The largest forced displacement of Palestinians from an Arab state took place in 1991 when Kuwait expelled most of its Palestinian residents in retaliation for the Palestine Liberation Organization's (PLO) endorsement of Iraq's brutal occupation of the emirate (August 1990-February 1991). It mattered little that this population, most of which had resided in Kuwait for decades, was not supportive of the PLO's reckless move: From March to September 1991, about 200,000 Palestinians were expelled from the emirate in a systematic campaign of terror, violence, and economic pressure while another 200,000 who fled during the Iraqi occupation were denied return. By September 1991, Kuwait's Palestinian community had dwindled to some 20,000.It is worth reading the whole thing to get an appreciation of what hypocrites the Arabs are when they claim they care about their Palestinian brothers. Not to mention the UN.

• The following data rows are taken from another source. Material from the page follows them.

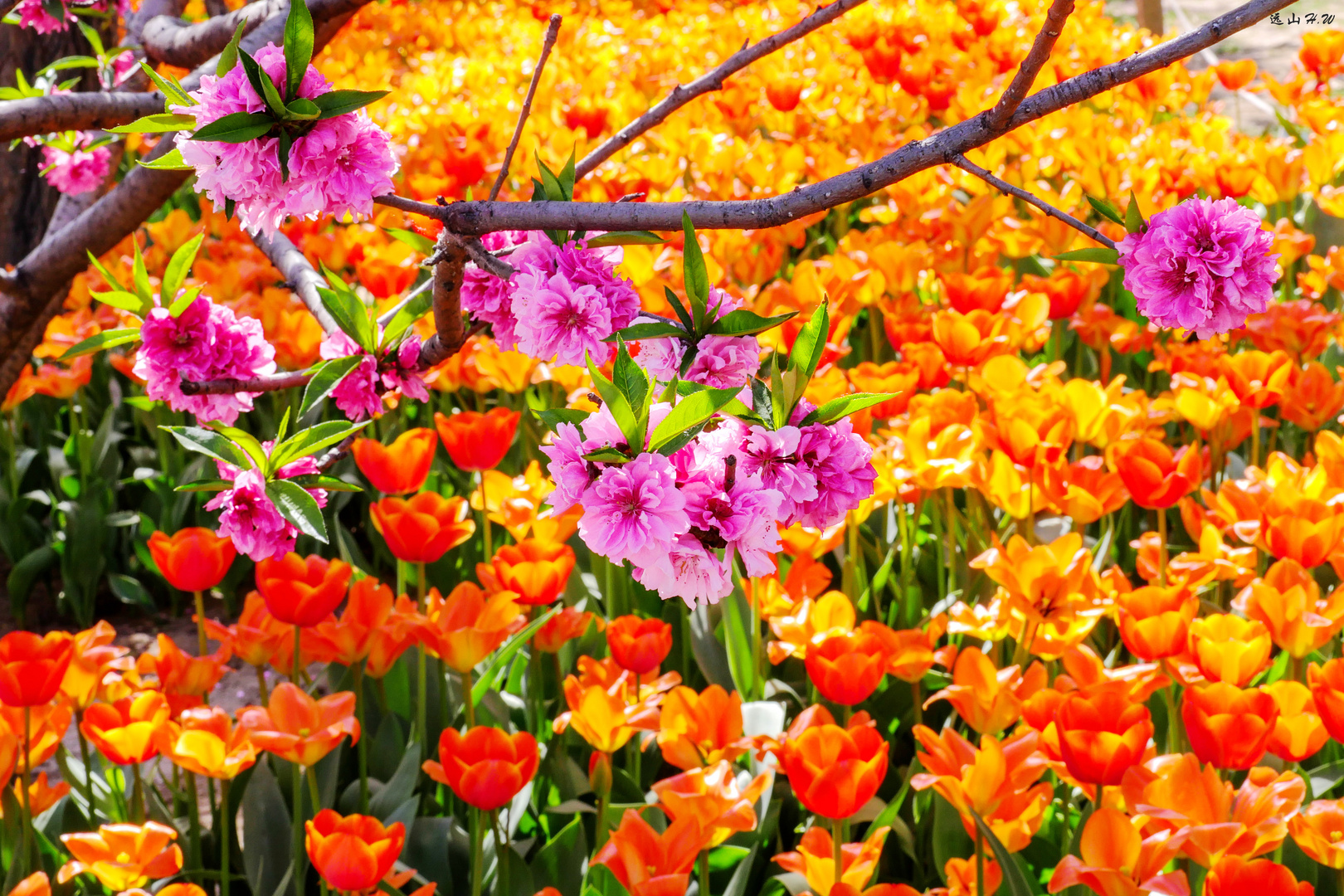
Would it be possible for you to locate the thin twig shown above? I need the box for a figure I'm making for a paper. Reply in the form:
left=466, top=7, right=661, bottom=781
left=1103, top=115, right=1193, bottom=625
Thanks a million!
left=947, top=153, right=1116, bottom=249
left=490, top=12, right=563, bottom=202
left=574, top=0, right=865, bottom=178
left=989, top=0, right=1074, bottom=128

Yet while this expulsion was near the order of magnitude of the Palestinian 1948 flight (estimated by the Israeli government at 550,000-600,000 and by the Arab League at 700,000),[2] driving PLO chairman Yasser Arafat to declare that "what Kuwait did to the Palestinian people is worse than what has been done by Israel to Palestinians in the occupied territories,"[3] it was largely ignored by the international community with neither the U.N. Security Council nor the General Assembly doing anything to assist the newly displaced refugees and punish their ethnic cleanser.

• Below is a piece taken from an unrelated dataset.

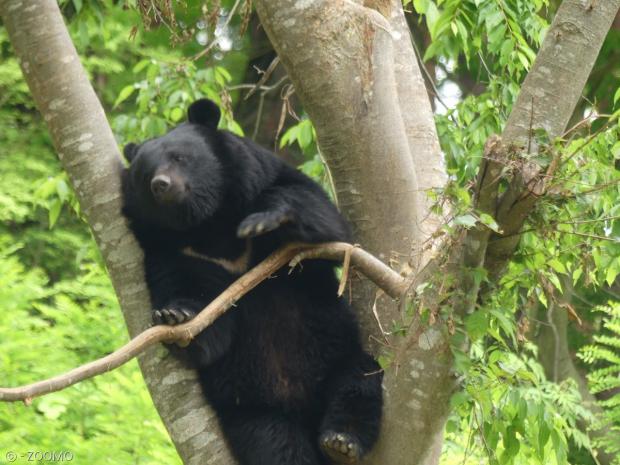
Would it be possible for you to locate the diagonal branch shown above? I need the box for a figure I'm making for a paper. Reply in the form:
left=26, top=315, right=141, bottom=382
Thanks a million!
left=0, top=242, right=409, bottom=403
left=486, top=0, right=620, bottom=275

...Many of the deportees were subjected to abuse or worse during the process of expulsion. In March 1991, the Associated Press quoted a grave digger at the Riqqa Cemetery in Kuwait, talking about mass graves: "They were all Palestinians … One man had a severed head." The agency later reported that even some members of Kuwait's ruling family were involved in the killings of Palestinians, and Kuwaiti pro-democracy activists claimed the royal family had formed private "death squads" to execute people suspected of collaborating with the Iraqis. The director of the Palestine Human Rights and Information Center reported interviews with four Palestinian men who escaped Kuwait after being imprisoned there, saying that they were beaten with metal rods, burned with cigarettes, and interrogated by Kuwaiti officials during their imprisonment in Kuwait City.[14]
Palestinian children were expelled from public schools while heavy financial burdens, such as new health fees, were placed on Palestinians who wished to remain. According to the Palestinian group Badil, "About 4,000 people were killed, and 16,000 tortured in Kuwaiti detention and interrogation centers. Most of these were Palestinians."

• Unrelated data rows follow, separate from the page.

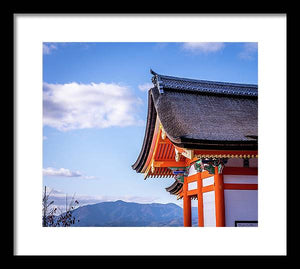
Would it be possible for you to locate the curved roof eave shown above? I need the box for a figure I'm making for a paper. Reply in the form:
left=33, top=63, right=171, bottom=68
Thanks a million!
left=131, top=89, right=157, bottom=173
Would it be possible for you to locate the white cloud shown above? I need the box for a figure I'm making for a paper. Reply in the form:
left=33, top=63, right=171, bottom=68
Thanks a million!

...Most of the world was silent in the face of this enormous expulsion, including Kuwait's fellow members of the Arab League. A Palestinian observer lamented that, "You can call it deportation ... But I call it the third catastrophe after 1948 and 1967. Imagine what would happen if Israel deported 300,000 people. The whole world would be up in arms. But when an Arab deports or kills his Arab brother, it's all right; nothing happens."
No resolutions were adopted by the U.N. Security Council or by the General Assembly. Not a word was heard from the Office of the U.N. High Commissioner for Refugees (UNHCR) or the Special Committee to Investigate Israeli Practices Affecting the Human Rights of the Palestinian People, or the Special Rapporteur of the Commission on Human Rights on the Situation of Human Rights in the Palestinian Territories Occupied Since 1967. All remained silent on the situation in Kuwait.
The General Assembly-established Committee on the Exercise of the Inalienable Rights of the Palestinian People did record twenty-four statements on expulsions and deportations of Palestinians during 1990-91,[37] but not one of these statements was about the 400,000 Palestinians deported by Kuwait. Instead, all twenty-four statements were angry protestations objecting to Israel's deportation of four convicted Palestinian terrorists with blood on their hands.